- Directed by: Claudio Fragasso
- Screenplay by: Claudio Fragasso; Sarah Asproon;
- Story by: Claudio Fragasso; Sarah Asproon;
- Starring: David Brandon; Gene Le Brock; Barbara Bingham;
- Cinematography: Larry J. Fraser
- Edited by: Kathleen Stratton
- Music by: Carlo Maria Cordio
- Production company: Filmirage
- Distributed by: Artisti Associati International
- Country: Italy

= Beyond Darkness =

Beyond Darkness (La Casa 5) is an Italian horror film written and directed by Claudio Fragasso.

== Plot ==
A minister and his family move into a new house, without knowing that it was built over the place where twenty witches were burnt at the stake. Soon the terror begins, with the house terrorizing its inhabitants (a la Amityville Horror) with the elements that lie within the construction, for example; a possessed radio and a flying cleaver. The priest's young son is possessed by the demons of Hell, and he enlists the aid of another, more experienced priest to help him perform an exorcism on the boy, in a sequence very similar to that in The Exorcist. The spirit of a female serial killer also inhabits the house, an ugly baldheaded woman who was electrocuted by the state for murdering ten children and ingesting their souls inside herself.

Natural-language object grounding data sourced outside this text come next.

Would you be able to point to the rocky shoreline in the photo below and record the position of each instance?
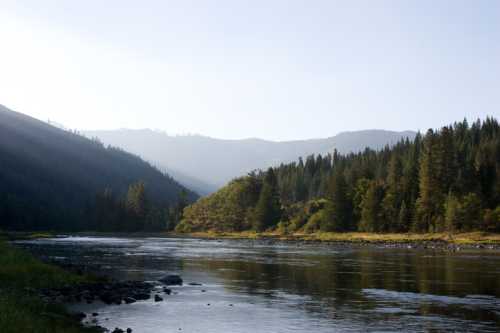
(386, 244)
(110, 292)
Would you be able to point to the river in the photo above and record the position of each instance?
(258, 286)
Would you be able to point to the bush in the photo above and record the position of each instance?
(491, 220)
(315, 222)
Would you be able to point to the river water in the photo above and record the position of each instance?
(254, 286)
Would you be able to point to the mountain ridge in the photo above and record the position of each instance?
(214, 161)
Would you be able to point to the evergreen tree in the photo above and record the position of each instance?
(338, 211)
(372, 217)
(268, 210)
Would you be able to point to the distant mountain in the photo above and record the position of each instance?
(209, 163)
(49, 176)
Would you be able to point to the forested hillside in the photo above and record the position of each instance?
(183, 156)
(445, 180)
(55, 179)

The twenty executed witches also reappear in the form of black shrouded ghosts as the exorcism proceeds.

== Cast ==
- David Brandon as George
- Barbara Bingham as Annie
- Gene LeBrock as Peter
- Michael Stephenson as Martin
- Theresa Walker as Carole
- Stephen Brown as Jonathan
- Mary Coulson as Bette

==See also==
- La Casa series - an Italian rebranding of several otherwise unrelated horror films, including Beyond Darkness.